Seküler yeni dünyanın icat ettiği bu uzam modern ulus devlet olarak, sınırları çelik teller ve beton bariyerlerle korunan, dışındakilerin ‘öteki’, ‘yabancı’, ‘tehlikeli’ ve ‘düşman’ olarak tanımlandığı, içerdekilerin de yeknesak şekilde üretilen genetik, dilsel ve duyusal bir kısırlaşmaya mahkûm edilip ‘kutlu’ ve ‘şanslı’ propagandasıyla yüceltildikleri dev bir hapishaneye dönüşebilir.
Faşizan siyasetin kuluçkası olmak bakımından bu korunaklı ve ‘steril’ uzam, varlığını bu korunmaya borçludur. Korunduğu şey ötekidir. Öteki başkadır. Başka bir ten rengidir, başka bir dildir, başka bir yemek, başka bir giyimdir. Bu başka uzamın içinde varlık kazanan insanın hatta bakışıdır, yürüme şeklidir.
Geçmişe nazaran coğrafyadan epeyce yalıtılmış siyasal bir kurgu olarak ulus, toprak-dil-inanışlar-etnik özellikler gibi temel yapılar konusunda oldukça geçirgen sınırlara sahiptir. Dünya üzerinde birkaç izole toplum dışında hemen bütün insanlık birbirine ulanarak, eklemlenerek oluşan, bu, sınırları geçirgen uzam içinde yaşar. Şu anda okumakta olduğunuz dil de dahil uzak-yakın komşu dillerden, dinlerden, tatlardan, renklerden alıp vermemiş bir kültürel varlık muhaldir. Bu anlamda ulus uzamının eşsiz-benzersiz olduğunu iddia etmek akla ziyan. Ancak modern ulusun siyasal kurgusu tersine bir iddia ile kaimdir; eşsiz, özcü ve kökensel.
Aslında ironik biçimde imparatorluk insanı, modern ulus insanından daha bütünsellik arz eden, daha çok sosyal temas ve bağlılık içeren sosyal yapılarda yaşamaktaydı. Oysa modern ulus devletin insanı aslında izole bir bireydir. Modern ulus bireyi, gerçekte hiç temas etmediği, edemeyeceği, büyük oranda kurgusal/hayali bir uzamı müşahhas hale getirerek, bir tür irrasyonel melankoli içinde yaşar. İşte ulus devletin üzerine kurulu olduğu ve ölümüne korunması gereken şey tam da bu irrasyonel melankoli halidir. Çünkü çok kırılgan, sağlamlaştıkça ironik biçimde zayıflayan bir siyasadır bu.
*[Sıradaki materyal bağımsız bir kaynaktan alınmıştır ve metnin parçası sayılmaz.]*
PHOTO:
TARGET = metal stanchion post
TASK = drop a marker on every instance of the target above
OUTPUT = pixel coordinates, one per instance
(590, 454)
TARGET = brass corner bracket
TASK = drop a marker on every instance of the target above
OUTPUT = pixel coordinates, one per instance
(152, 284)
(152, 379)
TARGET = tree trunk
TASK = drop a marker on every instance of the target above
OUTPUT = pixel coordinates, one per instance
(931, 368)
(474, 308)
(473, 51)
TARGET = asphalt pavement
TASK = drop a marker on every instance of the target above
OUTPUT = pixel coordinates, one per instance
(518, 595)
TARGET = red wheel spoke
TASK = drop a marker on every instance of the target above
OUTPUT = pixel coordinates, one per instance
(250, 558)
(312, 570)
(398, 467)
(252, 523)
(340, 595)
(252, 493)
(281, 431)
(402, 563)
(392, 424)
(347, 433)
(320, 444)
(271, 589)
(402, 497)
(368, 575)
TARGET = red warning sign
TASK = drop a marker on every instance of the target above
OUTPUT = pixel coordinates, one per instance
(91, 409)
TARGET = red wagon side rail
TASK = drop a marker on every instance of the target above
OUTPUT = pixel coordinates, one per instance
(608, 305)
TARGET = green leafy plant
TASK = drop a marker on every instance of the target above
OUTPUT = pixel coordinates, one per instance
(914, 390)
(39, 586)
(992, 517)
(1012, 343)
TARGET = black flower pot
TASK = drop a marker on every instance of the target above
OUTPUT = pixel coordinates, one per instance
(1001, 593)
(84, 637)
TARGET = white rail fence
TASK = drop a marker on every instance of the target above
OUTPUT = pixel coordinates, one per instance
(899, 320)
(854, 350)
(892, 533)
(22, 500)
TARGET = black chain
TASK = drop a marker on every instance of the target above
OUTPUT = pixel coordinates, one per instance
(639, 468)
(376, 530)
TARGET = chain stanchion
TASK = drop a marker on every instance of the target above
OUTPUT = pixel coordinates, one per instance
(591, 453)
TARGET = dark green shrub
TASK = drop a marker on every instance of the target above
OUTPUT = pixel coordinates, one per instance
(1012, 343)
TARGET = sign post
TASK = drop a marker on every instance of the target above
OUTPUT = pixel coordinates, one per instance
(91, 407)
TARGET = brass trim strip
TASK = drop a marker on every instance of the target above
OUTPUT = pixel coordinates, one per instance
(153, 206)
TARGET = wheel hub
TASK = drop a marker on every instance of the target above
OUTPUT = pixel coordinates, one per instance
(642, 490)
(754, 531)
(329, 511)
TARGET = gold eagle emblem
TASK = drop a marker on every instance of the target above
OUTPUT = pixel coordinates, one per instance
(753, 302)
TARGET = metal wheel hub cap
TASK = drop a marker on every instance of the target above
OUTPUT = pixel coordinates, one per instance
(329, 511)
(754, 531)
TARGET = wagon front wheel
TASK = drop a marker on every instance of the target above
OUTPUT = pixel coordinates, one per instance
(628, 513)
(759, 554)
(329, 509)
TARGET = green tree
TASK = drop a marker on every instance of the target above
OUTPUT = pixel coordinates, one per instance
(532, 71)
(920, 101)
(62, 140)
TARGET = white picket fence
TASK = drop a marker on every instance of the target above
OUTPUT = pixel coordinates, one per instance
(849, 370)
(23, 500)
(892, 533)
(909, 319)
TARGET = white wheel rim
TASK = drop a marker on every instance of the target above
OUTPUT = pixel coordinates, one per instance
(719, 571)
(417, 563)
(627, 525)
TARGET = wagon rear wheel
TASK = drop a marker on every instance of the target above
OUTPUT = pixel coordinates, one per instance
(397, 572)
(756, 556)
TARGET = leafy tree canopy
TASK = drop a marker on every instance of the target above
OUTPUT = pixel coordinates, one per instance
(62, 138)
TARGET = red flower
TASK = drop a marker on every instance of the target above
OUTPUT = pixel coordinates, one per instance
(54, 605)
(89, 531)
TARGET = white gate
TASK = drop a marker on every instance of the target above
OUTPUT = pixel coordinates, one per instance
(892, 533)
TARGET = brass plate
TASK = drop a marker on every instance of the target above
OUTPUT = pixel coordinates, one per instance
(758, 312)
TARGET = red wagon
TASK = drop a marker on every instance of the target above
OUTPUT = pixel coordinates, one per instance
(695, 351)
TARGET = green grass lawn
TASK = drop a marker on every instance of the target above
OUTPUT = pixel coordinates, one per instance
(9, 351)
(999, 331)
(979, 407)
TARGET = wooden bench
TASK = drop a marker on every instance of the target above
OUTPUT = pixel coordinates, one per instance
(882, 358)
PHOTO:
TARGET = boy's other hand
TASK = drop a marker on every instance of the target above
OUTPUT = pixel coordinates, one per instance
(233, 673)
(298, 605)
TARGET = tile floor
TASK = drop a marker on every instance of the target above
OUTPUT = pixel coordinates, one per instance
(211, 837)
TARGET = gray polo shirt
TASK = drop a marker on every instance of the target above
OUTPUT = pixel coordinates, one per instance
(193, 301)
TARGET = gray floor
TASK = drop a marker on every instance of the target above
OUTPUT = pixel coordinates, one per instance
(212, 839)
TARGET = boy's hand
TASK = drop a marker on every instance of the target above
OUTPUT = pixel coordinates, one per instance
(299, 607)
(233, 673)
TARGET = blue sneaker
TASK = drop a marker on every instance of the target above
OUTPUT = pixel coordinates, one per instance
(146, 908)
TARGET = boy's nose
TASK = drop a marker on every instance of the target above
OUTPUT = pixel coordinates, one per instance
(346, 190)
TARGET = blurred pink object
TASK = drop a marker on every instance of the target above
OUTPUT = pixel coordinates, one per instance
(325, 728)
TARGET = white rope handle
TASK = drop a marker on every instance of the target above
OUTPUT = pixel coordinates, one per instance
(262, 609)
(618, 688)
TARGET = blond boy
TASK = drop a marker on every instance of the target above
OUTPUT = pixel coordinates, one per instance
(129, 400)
Farkındasındır ey okur, etrafında dönüp dolaştığım konu 'göçmen'dir. Göçmen'i anlatmak da tıpkı göçmen gibidir; ürkek, kırılgan, belli belirsiz, imâlı ve tehlikeli. Göçmeni bu şekilde anlamamıza sebep yukarıda arz ettiğim toprağa ve ondan da evvel zihinlere, yüreklere gerilmiş olan çelik bariyerler, küt beton duvarlardır.
Bu zaviyeden bakılınca aslında ürkek ve kırılgan olan, söz konusu bariyerlerin dışında yaşayandan çok içinde yaşayandır. Çünkü modern ulus bireyi, aslında gerçek anlamda göçmenin ta kendisidir; seküler dünyada ‘ev’ hemen her zaman geçicidir. Kuşaklar boyunca aynı ‘ev’ içinde yaşama konforu ve sağladığı güvenden yoksundur ‘birey’, şehirden şehire, semtten semtte, evden eve sürekli taşınan, sonu gelmez bir tedirginlik ve belirsizlik içinde sürüklenen bir ‘yalnızdır’.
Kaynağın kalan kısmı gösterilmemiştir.